Q: How to break the glass ceiling?

A:There is no single glass ceiling in a woman’s career – rather, she faces a series of glass ceilings, each of which can materialize as her ambitions and expectations rise. She may realize the glass ceiling is there only when she decides to aspire to -- or is denied -- a promotion. The finest sound a woman can hope to hear in her professional milieu is the sound of glass smashing, as she and other women everywhere strive to reach their full potential.

Q: And deal with sexism?

A: Blatant, outright sexism in the workplace must be punished firmly and immediately and a clear message sent that such behaviour is unacceptable. However, there are other, more subtle forms of sexism that need to be addressed through a sensitization starting at the highest management levels. The climate of the workplace must evolve so that that people do not feel they are free to make inappropriate remarks or behave in such a way that women employees are marginalized or excluded.

Q: What are the basic female qualities that give women an advantage over men when working in a big organization?
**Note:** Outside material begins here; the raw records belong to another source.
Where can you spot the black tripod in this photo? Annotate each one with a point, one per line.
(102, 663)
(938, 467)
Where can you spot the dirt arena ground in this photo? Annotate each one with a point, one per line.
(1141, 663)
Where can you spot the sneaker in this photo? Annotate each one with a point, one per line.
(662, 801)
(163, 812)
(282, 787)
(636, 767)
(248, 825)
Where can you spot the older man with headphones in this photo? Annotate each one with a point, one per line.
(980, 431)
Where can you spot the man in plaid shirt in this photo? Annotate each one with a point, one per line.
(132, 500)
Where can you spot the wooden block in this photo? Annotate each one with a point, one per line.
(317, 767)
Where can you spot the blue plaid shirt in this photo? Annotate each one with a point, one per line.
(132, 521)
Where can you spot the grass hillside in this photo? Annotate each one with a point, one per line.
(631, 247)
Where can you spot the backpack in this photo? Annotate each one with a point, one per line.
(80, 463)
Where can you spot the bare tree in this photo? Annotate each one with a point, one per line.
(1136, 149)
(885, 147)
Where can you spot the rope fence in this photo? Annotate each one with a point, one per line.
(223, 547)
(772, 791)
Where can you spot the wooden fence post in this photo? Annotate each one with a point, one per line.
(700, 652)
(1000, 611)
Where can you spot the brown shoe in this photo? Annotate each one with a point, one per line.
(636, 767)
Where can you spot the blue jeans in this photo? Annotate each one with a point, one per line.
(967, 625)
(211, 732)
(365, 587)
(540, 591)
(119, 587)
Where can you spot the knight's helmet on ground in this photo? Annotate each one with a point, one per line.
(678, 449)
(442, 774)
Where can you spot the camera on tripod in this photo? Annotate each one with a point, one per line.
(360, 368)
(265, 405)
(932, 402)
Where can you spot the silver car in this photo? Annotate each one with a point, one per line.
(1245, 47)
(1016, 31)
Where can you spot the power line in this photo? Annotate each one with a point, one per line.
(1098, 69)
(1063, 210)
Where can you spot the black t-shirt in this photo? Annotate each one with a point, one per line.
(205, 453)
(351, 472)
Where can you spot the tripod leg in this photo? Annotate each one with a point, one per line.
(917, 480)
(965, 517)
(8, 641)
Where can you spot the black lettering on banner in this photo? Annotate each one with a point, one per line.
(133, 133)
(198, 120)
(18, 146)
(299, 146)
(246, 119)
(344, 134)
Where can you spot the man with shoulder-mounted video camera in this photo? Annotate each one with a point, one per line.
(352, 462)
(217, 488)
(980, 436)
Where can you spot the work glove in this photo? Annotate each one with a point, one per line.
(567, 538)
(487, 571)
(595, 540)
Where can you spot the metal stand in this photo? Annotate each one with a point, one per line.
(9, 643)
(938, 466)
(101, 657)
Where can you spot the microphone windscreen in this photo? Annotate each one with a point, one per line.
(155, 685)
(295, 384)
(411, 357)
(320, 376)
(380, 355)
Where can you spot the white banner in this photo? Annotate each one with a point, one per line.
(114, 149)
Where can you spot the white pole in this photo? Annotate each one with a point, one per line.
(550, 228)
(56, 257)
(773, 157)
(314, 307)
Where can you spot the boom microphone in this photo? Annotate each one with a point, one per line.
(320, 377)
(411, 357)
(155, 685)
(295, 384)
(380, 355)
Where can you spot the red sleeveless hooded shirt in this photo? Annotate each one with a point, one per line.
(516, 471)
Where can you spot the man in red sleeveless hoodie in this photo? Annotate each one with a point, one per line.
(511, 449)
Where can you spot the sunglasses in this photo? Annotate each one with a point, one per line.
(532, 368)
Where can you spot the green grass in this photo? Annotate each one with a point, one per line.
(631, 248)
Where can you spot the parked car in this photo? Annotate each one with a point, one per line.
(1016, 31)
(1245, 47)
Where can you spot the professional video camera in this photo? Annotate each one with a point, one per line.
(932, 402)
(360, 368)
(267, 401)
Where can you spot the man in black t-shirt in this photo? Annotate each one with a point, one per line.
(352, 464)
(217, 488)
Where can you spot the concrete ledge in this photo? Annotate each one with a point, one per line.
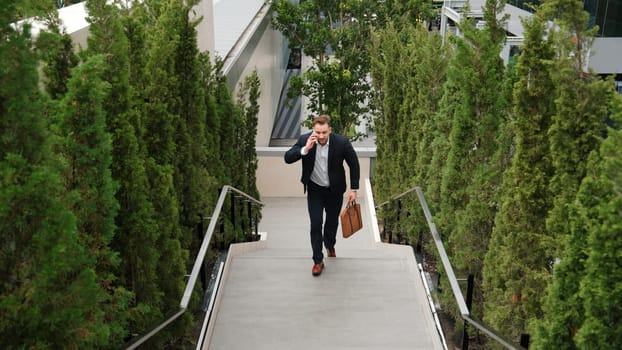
(234, 250)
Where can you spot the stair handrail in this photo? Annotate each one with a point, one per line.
(198, 263)
(465, 313)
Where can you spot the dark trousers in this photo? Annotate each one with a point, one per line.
(319, 200)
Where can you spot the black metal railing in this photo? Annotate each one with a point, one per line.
(464, 306)
(246, 217)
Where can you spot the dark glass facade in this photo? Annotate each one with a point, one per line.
(606, 14)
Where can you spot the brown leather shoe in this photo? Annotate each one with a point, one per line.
(317, 269)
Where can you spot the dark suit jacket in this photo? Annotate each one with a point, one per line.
(340, 149)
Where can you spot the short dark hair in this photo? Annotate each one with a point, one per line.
(321, 119)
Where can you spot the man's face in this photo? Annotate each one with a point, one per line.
(321, 131)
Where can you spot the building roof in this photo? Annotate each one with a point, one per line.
(231, 18)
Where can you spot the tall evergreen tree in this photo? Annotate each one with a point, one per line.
(165, 22)
(248, 97)
(581, 110)
(389, 84)
(598, 206)
(518, 261)
(42, 262)
(87, 147)
(136, 231)
(470, 177)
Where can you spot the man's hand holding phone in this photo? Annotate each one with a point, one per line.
(311, 141)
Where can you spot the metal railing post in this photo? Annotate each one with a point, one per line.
(465, 312)
(469, 302)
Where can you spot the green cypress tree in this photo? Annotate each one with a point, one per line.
(136, 231)
(59, 58)
(192, 179)
(471, 177)
(248, 97)
(389, 84)
(598, 206)
(162, 120)
(42, 262)
(210, 76)
(518, 261)
(87, 147)
(574, 134)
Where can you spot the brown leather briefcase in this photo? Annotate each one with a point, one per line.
(351, 220)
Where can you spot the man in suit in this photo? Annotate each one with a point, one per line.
(324, 180)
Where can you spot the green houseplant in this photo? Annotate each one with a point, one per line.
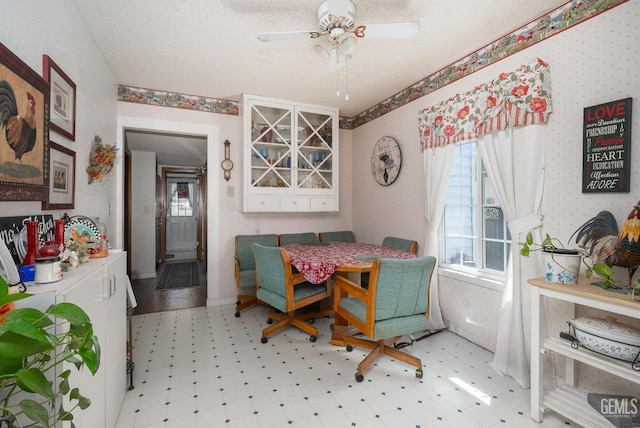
(32, 344)
(555, 246)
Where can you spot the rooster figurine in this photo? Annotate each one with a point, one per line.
(20, 131)
(610, 246)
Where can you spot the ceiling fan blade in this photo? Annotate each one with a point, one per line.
(394, 30)
(288, 35)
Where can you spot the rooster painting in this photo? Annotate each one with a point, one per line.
(20, 131)
(610, 246)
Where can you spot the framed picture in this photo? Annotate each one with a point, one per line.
(62, 164)
(62, 93)
(24, 151)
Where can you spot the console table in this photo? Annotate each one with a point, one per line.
(567, 399)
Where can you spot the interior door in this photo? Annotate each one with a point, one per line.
(182, 218)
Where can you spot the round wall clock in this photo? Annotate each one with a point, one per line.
(386, 160)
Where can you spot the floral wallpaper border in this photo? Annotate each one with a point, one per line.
(548, 25)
A: It is difficult to generalize on such a large issue, but I have observed that among the strengths many women bring to the workplace are their facility for teamwork, their sense of follow-through and their attention to detail. And I think it still holds true, even today, that women committed to their jobs will go that extra mile to beat out their male competitors to get to management level.

In terms of the World Food Programme itself, women staff members have some advantages in the field because the majority of our beneficiaries are women and children. WFP’s women staff members have a greater understanding of and ability to communicate with women beneficiaries, which is vital in our mission of ending hunger and poverty. We will get a clearer picture of our beneficiaries’ needs by sending our women staff members to talk and work with them.

Q: Could you describe some of the main obstacles you encountered in your career, and were some of these related to your gender and if so which?

A: On several occasions in my previous jobs, I was told that I couldn’t have the professional opportunity I was seeking, only to see subsequently that a man with similar qualifications was given that same opportunity. What I learned from these setbacks was that I raised the issues with my superiors. However, I did not turn the issues into crusades. If positive action wasn’t taken, I found a different job.

Q: Does having women in leadership positions make a difference in an organization and if so how?

A: It absolutely makes a difference. Just for a start, an organization will produce a product of maximum quality if all of its employees are working hard and pulling together. But if about many of the employees – for instance, the women – feel there is no chance of career advancement for them they will be that much less committed to their work. And these women will certainly be dubious about their promotion potential if they see no or few women in the top jobs.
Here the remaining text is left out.